Today's census for the North will indicate a Catholic population of around 44 per cent and a Protestant population of 53 per cent, according to well-informed nationalist and unionist sources.
The actual Protestant/Catholic breakdown, however, will indicate those who declare themselves as practising Protestants at under 50 per cent but when the community background figure is applied - i.e. were they brought up Catholic or Protestant - that figure rises to about 53 per cent, the sources said.
The census is expected to show a continuing trend of a rising Catholic population with a corresponding decline in Protestant numbers. For instance, the 53 per cent Protestant figure is 5 percentage points down on the 1991 census when the Protestant population was 58 per cent.

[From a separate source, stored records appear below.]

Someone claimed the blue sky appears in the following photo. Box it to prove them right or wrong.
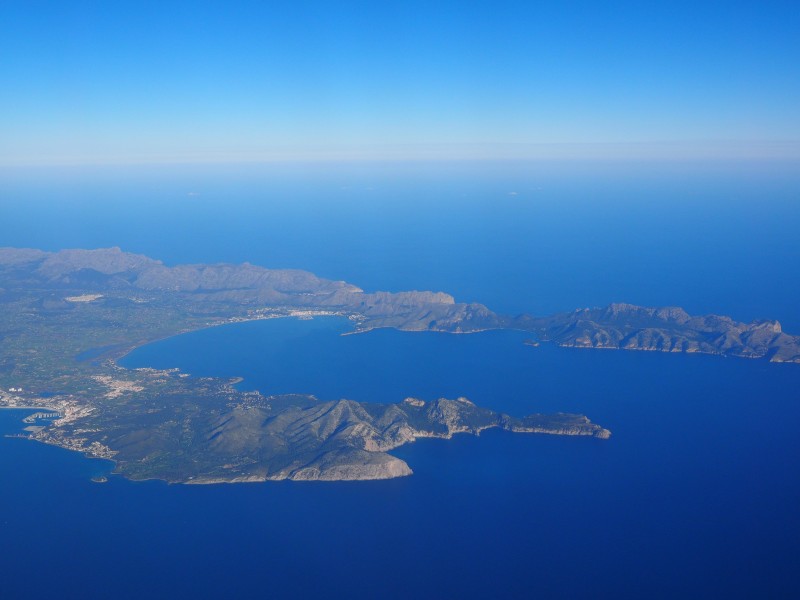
[1,0,798,164]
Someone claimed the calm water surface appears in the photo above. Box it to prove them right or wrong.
[1,317,798,599]
[2,164,799,598]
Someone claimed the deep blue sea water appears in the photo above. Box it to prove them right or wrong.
[1,161,800,598]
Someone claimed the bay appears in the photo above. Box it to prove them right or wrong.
[3,316,799,598]
[2,162,800,598]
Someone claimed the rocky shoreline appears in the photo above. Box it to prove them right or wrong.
[3,246,796,484]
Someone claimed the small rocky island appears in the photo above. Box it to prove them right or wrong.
[0,246,796,483]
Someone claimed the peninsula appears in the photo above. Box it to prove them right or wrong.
[523,303,800,363]
[1,246,796,482]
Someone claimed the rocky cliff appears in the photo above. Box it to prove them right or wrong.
[528,302,800,363]
[96,394,610,483]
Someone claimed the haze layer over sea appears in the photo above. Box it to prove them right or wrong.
[1,160,799,599]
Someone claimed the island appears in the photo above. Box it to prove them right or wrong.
[0,246,796,483]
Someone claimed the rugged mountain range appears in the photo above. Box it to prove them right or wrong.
[0,246,504,333]
[526,303,800,363]
[0,246,605,482]
[1,246,796,483]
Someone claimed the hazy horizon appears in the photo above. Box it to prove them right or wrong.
[2,1,798,166]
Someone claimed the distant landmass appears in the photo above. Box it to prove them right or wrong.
[524,303,800,363]
[0,247,796,483]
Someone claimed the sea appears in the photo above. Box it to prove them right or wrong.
[1,160,799,599]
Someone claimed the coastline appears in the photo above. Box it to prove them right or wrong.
[114,309,353,364]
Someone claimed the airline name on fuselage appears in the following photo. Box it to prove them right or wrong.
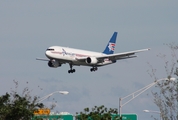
[51,48,89,57]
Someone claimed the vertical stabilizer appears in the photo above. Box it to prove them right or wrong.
[103,32,118,54]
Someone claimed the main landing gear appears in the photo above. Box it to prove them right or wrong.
[67,64,98,73]
[68,64,75,73]
[90,67,98,72]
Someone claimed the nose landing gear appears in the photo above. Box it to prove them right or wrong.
[68,63,76,73]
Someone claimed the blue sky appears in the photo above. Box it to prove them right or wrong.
[0,1,178,120]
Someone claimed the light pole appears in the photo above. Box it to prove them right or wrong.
[143,110,161,120]
[38,91,69,102]
[118,77,175,118]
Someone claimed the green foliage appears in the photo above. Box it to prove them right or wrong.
[0,80,44,120]
[75,105,118,120]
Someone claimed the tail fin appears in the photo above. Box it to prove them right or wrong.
[103,32,118,54]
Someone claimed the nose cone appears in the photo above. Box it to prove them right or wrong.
[45,47,55,58]
[45,51,50,58]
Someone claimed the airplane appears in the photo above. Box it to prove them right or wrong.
[36,32,150,73]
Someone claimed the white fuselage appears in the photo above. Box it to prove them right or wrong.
[45,46,114,67]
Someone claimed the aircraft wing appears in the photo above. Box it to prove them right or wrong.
[36,58,68,64]
[76,48,150,62]
[97,48,150,61]
[36,58,49,61]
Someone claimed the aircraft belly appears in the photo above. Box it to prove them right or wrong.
[72,60,114,67]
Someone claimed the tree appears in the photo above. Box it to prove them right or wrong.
[0,80,44,120]
[148,43,178,120]
[75,105,118,120]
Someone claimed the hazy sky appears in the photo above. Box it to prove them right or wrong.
[1,1,178,120]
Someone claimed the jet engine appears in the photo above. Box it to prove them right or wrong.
[86,57,98,64]
[48,59,61,68]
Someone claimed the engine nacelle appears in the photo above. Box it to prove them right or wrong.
[86,57,98,64]
[48,59,61,68]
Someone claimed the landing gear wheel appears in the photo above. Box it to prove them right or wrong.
[68,69,76,73]
[90,67,98,72]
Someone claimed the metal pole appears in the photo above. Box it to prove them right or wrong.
[119,78,175,120]
[119,98,122,118]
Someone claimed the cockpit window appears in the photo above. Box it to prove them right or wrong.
[46,48,54,51]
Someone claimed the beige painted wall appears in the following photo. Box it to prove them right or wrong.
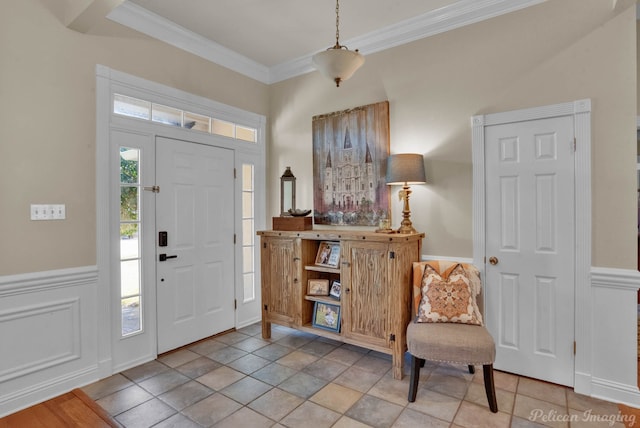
[269,0,638,269]
[0,0,269,275]
[1,0,636,276]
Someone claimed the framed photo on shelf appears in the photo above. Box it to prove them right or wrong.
[329,280,341,300]
[315,241,341,268]
[307,279,330,296]
[312,301,341,333]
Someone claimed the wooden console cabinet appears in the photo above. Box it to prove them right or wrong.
[257,229,424,379]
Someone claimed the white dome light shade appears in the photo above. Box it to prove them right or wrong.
[312,48,365,87]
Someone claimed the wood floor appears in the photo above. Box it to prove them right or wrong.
[0,389,121,428]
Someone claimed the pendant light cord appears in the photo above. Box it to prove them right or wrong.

The 53/44 figure will provide some reassurance for unionists who were confronted with a number of recent media reports suggesting that the Catholic population would be as high as 46 per cent and the Protestant/unionist population would be under 50 per cent.
Such figures would have signified a dramatic rise in the Catholic population of 4 per cent in the 10 years since the last census, and an even more remarkable drop in the Protestant population of over 8 per cent. This would have essentially tallied with Sinn Féin's analysis that a united Ireland was achievable by 2016.
From a unionist perspective this would have meant that for the first time unionists were in a minority in terms of the overall population in Northern Ireland and that the disparity between Protestant and Catholic numbers had plummeted from 16 per cent in 1991 to less than 4 per cent now.
However, the sources said, the census will show the religious breakdown, based on community background, as rounding off at 53 per cent Protestant and 44 per cent Catholic, with the remainder from other backgrounds.
Mr Steven King, one of Mr David Trimble's senior advisers, contended that the trend of a faster rising Catholic population was tailing off. In any case, a significant number of Catholics would vote to maintain the North's link with Britain. "The deficiency of the 'count the Catholics' school of political science' is that it assumes Catholics are as homogenous in their political preferences as Protestants, contrary to all the available evidence.
"While Protestant support for the Union is almost universal, polls consistently find low (but statistically significant) Catholic support for the status quo," he wrote in his column in the Belfast Telegraph last night.
Writing in today's Irish Times, the Northern Secretary, Mr Paul Murphy, said he hoped the figures would serve as a reminder that "at the heart of the (Belfast) Agreement was a recognition that the bitter divisions of Northern Ireland will never be resolved by mere demographics".